Greg Wohead’s new piece, Celebration, Florida, was prompted by the entire town created by the Walt Disney Company
Celebration, Florida is a master planned community in Osceola County near Walt Disney World. It was originally developed in the '90s by the Walt Disney Company as the ideal American town. Every aspect of Celebration was created to evoke a sense of nostalgia; the modern houses are built in historically themed architectural styles (Gothic, Victorian, American plantation house), the residential areas were designed around a walkable central shopping square just like in quaint small towns of America. The town is even fully branded – everything from the street signs to golf course graphics to trail markers to manhole covers incorporated the heartwarming Celebration logo. One ad slogan read: "The destination your soul has been waiting for".
My theatre show called Celebration, Florida comes from a personal place. It's not really a direct exploration of the town in Florida, and there's no cute story about visiting the town and encountering the locals, but by telling you about the actual town I'm telling you something about the show, what it means to me and what it might mean to those who come to see it. I wrote Celebration, Florida at a time when I was often at a distance from people and places I loved and felt attached to. I found myself longing for these people and places, and the way I experienced this nostalgia, this rosy idea of what wasn't there in front of me, made me think of the town of Celebration and how it was created to evoke a nostalgia for things that never really existed.

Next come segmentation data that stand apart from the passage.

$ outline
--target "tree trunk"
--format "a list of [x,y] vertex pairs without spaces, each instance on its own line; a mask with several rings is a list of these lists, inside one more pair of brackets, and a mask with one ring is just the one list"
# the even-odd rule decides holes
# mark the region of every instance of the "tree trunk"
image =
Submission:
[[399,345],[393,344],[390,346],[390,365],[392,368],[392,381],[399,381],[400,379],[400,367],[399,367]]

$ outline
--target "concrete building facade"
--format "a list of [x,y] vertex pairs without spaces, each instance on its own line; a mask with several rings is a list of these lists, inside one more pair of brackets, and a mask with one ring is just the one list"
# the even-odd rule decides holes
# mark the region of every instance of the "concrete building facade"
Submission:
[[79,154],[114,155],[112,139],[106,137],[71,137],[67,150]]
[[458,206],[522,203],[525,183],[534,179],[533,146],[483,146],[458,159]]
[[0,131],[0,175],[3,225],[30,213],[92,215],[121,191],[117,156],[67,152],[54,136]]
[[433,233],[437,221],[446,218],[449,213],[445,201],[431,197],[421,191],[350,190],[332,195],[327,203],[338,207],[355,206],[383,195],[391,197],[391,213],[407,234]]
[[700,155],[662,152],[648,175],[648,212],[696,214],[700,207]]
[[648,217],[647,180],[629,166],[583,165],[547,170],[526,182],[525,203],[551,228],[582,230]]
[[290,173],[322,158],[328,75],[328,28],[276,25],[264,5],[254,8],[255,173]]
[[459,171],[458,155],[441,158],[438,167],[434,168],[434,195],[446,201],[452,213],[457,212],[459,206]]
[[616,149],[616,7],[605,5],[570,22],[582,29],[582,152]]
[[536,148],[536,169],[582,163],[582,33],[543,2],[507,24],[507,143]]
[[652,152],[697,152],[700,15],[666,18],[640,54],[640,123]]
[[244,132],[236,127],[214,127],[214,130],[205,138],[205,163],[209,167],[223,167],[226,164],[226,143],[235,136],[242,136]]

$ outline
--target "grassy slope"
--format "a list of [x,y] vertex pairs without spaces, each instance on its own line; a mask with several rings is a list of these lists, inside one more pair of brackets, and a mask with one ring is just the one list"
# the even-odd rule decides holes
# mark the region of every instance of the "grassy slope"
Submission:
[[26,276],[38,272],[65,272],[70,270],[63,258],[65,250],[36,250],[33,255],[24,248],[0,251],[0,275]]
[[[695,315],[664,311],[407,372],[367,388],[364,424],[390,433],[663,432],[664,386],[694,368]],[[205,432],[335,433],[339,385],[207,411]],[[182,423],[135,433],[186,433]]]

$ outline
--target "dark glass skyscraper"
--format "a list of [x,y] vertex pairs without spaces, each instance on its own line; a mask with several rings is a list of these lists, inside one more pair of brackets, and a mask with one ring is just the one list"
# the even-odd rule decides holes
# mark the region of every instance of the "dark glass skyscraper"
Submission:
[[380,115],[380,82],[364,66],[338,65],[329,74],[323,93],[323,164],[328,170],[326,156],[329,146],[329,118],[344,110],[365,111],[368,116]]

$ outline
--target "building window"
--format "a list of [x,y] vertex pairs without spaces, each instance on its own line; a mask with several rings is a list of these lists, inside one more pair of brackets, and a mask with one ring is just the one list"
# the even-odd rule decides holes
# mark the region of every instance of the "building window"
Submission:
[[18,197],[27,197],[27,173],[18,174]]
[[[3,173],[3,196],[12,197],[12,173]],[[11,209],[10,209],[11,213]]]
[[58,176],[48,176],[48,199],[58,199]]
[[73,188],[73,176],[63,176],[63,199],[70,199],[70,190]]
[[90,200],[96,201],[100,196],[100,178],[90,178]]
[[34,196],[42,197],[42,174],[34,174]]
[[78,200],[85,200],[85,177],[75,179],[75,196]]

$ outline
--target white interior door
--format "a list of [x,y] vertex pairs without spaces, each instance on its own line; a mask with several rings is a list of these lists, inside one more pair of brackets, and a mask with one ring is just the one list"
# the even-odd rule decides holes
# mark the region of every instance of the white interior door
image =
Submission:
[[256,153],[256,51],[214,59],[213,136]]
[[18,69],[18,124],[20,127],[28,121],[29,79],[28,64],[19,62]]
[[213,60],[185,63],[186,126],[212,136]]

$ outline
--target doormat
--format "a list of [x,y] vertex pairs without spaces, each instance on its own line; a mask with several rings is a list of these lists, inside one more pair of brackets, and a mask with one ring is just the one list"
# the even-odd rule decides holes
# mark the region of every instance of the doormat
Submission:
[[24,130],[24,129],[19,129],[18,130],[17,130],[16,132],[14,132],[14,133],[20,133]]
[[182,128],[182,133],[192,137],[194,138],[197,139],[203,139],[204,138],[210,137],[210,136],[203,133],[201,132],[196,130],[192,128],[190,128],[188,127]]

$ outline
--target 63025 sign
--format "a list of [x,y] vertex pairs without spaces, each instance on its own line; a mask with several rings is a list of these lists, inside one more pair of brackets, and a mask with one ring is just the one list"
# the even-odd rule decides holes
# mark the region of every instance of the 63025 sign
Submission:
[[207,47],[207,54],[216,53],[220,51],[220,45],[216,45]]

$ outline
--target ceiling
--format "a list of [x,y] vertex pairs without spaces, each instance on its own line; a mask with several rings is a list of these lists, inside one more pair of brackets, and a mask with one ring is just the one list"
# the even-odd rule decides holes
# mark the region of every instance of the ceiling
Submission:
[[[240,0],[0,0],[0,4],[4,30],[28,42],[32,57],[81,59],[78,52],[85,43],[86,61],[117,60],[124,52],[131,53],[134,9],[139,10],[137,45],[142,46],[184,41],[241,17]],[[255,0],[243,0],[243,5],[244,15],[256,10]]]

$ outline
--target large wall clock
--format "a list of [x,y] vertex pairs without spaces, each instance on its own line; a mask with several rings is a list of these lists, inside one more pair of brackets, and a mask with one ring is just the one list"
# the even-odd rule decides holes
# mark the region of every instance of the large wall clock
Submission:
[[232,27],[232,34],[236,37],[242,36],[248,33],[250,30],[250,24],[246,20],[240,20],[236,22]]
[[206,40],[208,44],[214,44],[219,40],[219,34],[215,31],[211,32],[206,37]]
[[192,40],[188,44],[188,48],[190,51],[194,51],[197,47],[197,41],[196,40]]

Critics said the over-designed, controlled atmosphere of Celebration, Florida was creepy
Celebration's nostalgia is in some ways unearned, but in other ways is nevertheless real – the evocation of nostalgia is just a feeling, no matter what provokes it. In some very material ways, the cracks in the town of Celebration, Florida began to show through, revealing its fakeness and the fact that in some ways it was just a stand in for a 'real' town. Critics said the over-designed, controlled atmosphere was creepy (one of the things they may have been referring to is when the town pumps leaf-shaped confetti out of pipes in the central square in the autumn as the temperate Florida climate means the leaves don't naturally turn). After the 2008 financial crisis, Celebration started experiencing home foreclosures like many other American communities. Around the same time, Celebration experienced its first murder, adding the image of a dark underbelly to what was portrayed as a shiny dream town.
My show is enacted by two new unrehearsed performers each night
The show Celebration, Florida operates in some similar ways to the town it is named after – it uses deliberate fakeness in the form of stand ins. The show is enacted by two new unrehearsed performers each time (for the upcoming Soho Theatre run this includes people like Lucy McCormick, Ursula Martinez, George Heyworth, Charlotte Cooper and more). I speak to the audience through the two unrehearsed performers who are guided through the show via headphones, and in various ways they create an obviously faked sense of nostalgia. But unlike the town's harshest critics (and maybe like the town's remaining residents) I wonder if the emotions provoked by something as fake as stand ins can still be real. In the show, there's a way in which the town of Celebration almost becomes a person; someone whose streets we explore, who reminds us of someone but we can't quite figure out who, who bores us, frustrates us and shows us strange things.
Maybe the town of Celebration is like some of our memories of people and places we love. Maybe both the town and our memories are full of contradiction. Maybe they're not quite right. Maybe ultimately their value is in giving us what we want emotionally. And maybe that's OK.
Celebration, Florida runs at Soho Theatre from 19 to 21 June and then runs at the Tobacco Factory between 14 and 17 November.